Lunchbox or lunch tray?

Lunch choices impacting more than just student health

Shelby Foster

Margaret McClain serves a student lunch. “We love seeing the students. That’s the favorite part of our day, when we get to see them and when we make them happy by serving them what they want,” lunchroom manager Maureen Hankey said.

Amy Orr, Staff Writer

Noticing quicker service in lunchroom these days.  Why?  Shorter lines!  And that’s not a good thing.

Last year and this year, a problem has been cooking inside the lunchroom.  The number of lunches bought at the school has declined, but the concern for student health has not.

“Our goal is to feed the students because a hungry student can’t learn. We’re here for the students. We all love these children and we would love to see [the students] eat every single day too,” lunchroom manager Maureen Hankey said.

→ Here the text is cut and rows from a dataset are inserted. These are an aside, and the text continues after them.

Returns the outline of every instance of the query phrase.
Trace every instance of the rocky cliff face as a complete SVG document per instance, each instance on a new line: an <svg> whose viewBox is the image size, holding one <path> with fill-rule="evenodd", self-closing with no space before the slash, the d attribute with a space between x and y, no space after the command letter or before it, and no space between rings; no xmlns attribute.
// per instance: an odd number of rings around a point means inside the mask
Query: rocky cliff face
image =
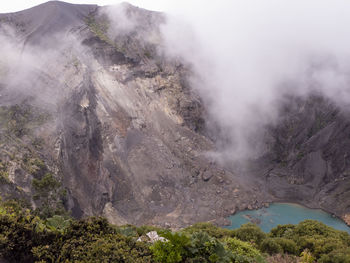
<svg viewBox="0 0 350 263"><path fill-rule="evenodd" d="M189 68L158 52L165 18L119 8L132 30L111 30L105 7L62 2L0 15L18 56L0 70L4 198L171 227L273 200L349 211L345 112L291 99L263 158L246 170L221 166L207 156L215 142Z"/></svg>
<svg viewBox="0 0 350 263"><path fill-rule="evenodd" d="M320 95L290 98L270 130L268 191L342 215L349 210L349 113Z"/></svg>
<svg viewBox="0 0 350 263"><path fill-rule="evenodd" d="M55 208L62 204L77 217L174 227L226 216L257 199L206 157L214 144L203 135L205 110L187 84L189 70L157 52L162 15L123 8L137 23L114 37L96 6L49 2L0 17L3 28L14 28L18 52L59 50L39 69L30 64L25 83L2 84L2 143L10 148L1 150L8 173L2 195L39 207L56 198ZM43 10L52 12L48 21Z"/></svg>

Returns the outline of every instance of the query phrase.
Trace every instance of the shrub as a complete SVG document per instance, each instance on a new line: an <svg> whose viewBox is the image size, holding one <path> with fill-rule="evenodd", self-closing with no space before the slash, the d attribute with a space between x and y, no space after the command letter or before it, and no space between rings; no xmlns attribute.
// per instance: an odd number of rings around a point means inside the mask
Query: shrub
<svg viewBox="0 0 350 263"><path fill-rule="evenodd" d="M32 249L53 242L56 234L45 230L40 218L16 206L3 206L0 215L0 257L10 262L34 262Z"/></svg>
<svg viewBox="0 0 350 263"><path fill-rule="evenodd" d="M336 249L327 255L322 255L319 263L350 263L350 249Z"/></svg>
<svg viewBox="0 0 350 263"><path fill-rule="evenodd" d="M270 236L279 238L279 244L285 252L298 255L307 249L316 259L350 245L348 233L335 230L315 220L305 220L298 225L277 226L271 230ZM283 243L281 238L284 240ZM286 240L293 241L297 245L295 252L293 252L294 245L286 243Z"/></svg>
<svg viewBox="0 0 350 263"><path fill-rule="evenodd" d="M299 251L299 247L297 244L290 239L287 238L274 238L275 242L279 244L284 253L297 255Z"/></svg>
<svg viewBox="0 0 350 263"><path fill-rule="evenodd" d="M156 229L166 241L136 241ZM151 226L117 227L99 217L53 215L44 220L25 204L0 203L0 258L9 262L265 263L266 252L273 254L271 263L350 263L349 238L312 220L278 226L269 235L252 224L224 231L196 224L171 232Z"/></svg>
<svg viewBox="0 0 350 263"><path fill-rule="evenodd" d="M300 255L300 263L313 263L315 258L312 256L311 252L305 249Z"/></svg>
<svg viewBox="0 0 350 263"><path fill-rule="evenodd" d="M283 252L282 246L274 238L267 238L262 241L260 249L263 252L271 254L278 254Z"/></svg>
<svg viewBox="0 0 350 263"><path fill-rule="evenodd" d="M291 238L294 233L296 225L287 224L287 225L278 225L277 227L271 229L271 237L284 237Z"/></svg>
<svg viewBox="0 0 350 263"><path fill-rule="evenodd" d="M59 259L69 262L150 262L147 246L119 235L94 235L85 239L68 239L63 243Z"/></svg>
<svg viewBox="0 0 350 263"><path fill-rule="evenodd" d="M71 224L71 220L61 215L54 215L46 219L45 226L52 231L60 231L63 233Z"/></svg>
<svg viewBox="0 0 350 263"><path fill-rule="evenodd" d="M266 262L259 250L251 244L236 238L226 238L226 248L233 254L234 262Z"/></svg>
<svg viewBox="0 0 350 263"><path fill-rule="evenodd" d="M194 232L189 248L190 258L201 259L200 262L231 262L232 253L225 249L223 243L206 232Z"/></svg>
<svg viewBox="0 0 350 263"><path fill-rule="evenodd" d="M33 188L40 197L46 197L49 192L60 187L60 183L55 179L51 173L45 174L40 180L33 179L32 181Z"/></svg>
<svg viewBox="0 0 350 263"><path fill-rule="evenodd" d="M32 252L43 262L132 263L151 262L152 257L147 244L117 233L106 219L95 217L73 221L55 242L37 246Z"/></svg>
<svg viewBox="0 0 350 263"><path fill-rule="evenodd" d="M251 242L257 245L266 238L266 234L255 224L248 223L234 230L234 236L240 240Z"/></svg>
<svg viewBox="0 0 350 263"><path fill-rule="evenodd" d="M196 223L182 230L182 232L188 234L193 234L200 231L206 232L209 236L216 238L231 237L234 233L233 230L217 227L211 223Z"/></svg>
<svg viewBox="0 0 350 263"><path fill-rule="evenodd" d="M299 257L288 254L275 254L267 258L269 263L300 263Z"/></svg>
<svg viewBox="0 0 350 263"><path fill-rule="evenodd" d="M157 241L150 248L154 258L162 263L180 262L188 255L190 239L181 233L165 233L162 235L167 241Z"/></svg>

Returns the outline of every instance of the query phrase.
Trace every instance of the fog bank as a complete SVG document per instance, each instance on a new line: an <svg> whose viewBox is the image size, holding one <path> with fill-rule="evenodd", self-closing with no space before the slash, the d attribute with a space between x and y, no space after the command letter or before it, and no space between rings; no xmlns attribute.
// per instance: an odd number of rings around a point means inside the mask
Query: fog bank
<svg viewBox="0 0 350 263"><path fill-rule="evenodd" d="M349 1L186 1L169 10L163 51L192 65L220 155L251 158L286 95L349 105L349 24Z"/></svg>

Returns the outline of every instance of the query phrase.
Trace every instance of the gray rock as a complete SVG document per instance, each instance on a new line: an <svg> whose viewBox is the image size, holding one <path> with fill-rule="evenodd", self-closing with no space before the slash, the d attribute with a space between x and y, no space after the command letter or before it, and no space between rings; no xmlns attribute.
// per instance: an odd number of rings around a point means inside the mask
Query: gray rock
<svg viewBox="0 0 350 263"><path fill-rule="evenodd" d="M202 172L201 177L202 177L203 181L207 182L210 180L210 178L213 177L213 174L210 171L204 171L204 172Z"/></svg>

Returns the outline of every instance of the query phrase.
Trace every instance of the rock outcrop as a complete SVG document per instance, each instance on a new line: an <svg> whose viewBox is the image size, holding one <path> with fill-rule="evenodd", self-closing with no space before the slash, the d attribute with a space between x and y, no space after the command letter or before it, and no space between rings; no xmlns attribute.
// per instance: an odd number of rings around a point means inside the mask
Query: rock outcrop
<svg viewBox="0 0 350 263"><path fill-rule="evenodd" d="M277 200L344 215L350 208L348 111L311 95L291 98L281 116L270 128L269 150L259 161L266 191Z"/></svg>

Students are eating.  They just are not eating school lunch.  

“I don’t eat school lunches because I prefer food from home. It’s cheaper and it gives me more time to eat,” junior Connor Hold said.

Some attribute perspectives similar to Hold’s to the decisions the United States Department of Agriculture made through the Healthy Hunger-Free Kids Act of 2010.

In their new regulations, the USDA prohibited an a la carte, where items like french fries and cookies could be sold. According to the USDA, “The Healthy, Hunger-Free Kids Act allows USDA, for the first time in over 30 years, oppurtunity to make real reforms to the school lunch and breakfast programs by improving the critical nutrition and hunger safety net for millions of children.”

The lunch ladies are trying to think of every way they can to bring in more students. If they were able to loosen restrictions of the USDA, they could serve items that the students would prefer to eat.

Unfortunately, students not purchasing school lunches has affected the workers’ jobs in the cafeteria. The lunchroom made plans to lose one worker, but after a different employee left for a job elsewhere, no workers had to be moved to another school or let go. However, the Mill’s cafeteria is still overstaffed by one person, leaving the possibility of losing a worker at some point this school year.

“We are like a big family back there, and we really care about each other. They don’t want to see anybody lose their job or be transferred to another school because we’re so close and loving that we want to stay together,” Hankey said.